In another branch of the family tree, Latin had three genders inherited from PIE, but even though Latin nouns were (relatively) highly inflected, the neuter gender was mostly not very distinct from the masculine anymore. Already in the Classical period we find graffiti in Italy confusing one for the other, and with the export of Latin across Europe and the simplification of language that close language contact often entails, the contrast was eventually deemed too trivial to maintain and lost almost entirely in Vulgar Latin. Today, the Romance languages (effectively) have two genders; because the merged gender stands in contrast with the feminine, we call it masculine instead of e.g. common. In Italian and Spanish you can often still tell the gender of nouns by their ending (not always, but about as often as in Latin), but in French the endings underwent an erosion nearly as severe as in Germanic, and the articles are again the only clue.

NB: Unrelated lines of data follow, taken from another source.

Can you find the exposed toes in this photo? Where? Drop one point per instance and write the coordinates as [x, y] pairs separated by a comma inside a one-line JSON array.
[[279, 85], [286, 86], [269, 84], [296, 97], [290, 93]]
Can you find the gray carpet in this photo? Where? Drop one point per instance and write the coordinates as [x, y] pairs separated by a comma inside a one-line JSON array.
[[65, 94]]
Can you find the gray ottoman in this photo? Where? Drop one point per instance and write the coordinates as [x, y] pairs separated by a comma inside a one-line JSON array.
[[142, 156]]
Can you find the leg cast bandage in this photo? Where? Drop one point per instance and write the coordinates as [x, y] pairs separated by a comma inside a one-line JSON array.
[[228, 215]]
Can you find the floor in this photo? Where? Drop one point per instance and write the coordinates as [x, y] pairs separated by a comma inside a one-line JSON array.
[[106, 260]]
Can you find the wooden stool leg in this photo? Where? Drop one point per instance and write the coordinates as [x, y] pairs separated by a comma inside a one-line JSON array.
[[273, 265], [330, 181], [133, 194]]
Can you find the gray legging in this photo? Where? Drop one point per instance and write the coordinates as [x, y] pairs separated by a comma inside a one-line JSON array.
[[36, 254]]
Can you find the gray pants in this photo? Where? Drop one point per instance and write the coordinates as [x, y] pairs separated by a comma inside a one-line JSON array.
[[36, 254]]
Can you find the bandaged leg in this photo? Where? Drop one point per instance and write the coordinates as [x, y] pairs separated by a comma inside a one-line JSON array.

The history of the Indo-European languages is broadly one of loss of inflectional complexity, though the details vary from language to language. As a result, if an IE language's gender system differs from its parent it will be in a reduction in genders. That's not an iron law: genders can be innovated as well. Early Proto-Indo-European itself probably had two genders (animate and neuter), and what was originally a collective/abstract suffix *-h₂ was reinterpreted as a feminine ending at some point (becoming, for example, the -a of Latin first-declension nouns). That seems to be rarer, though.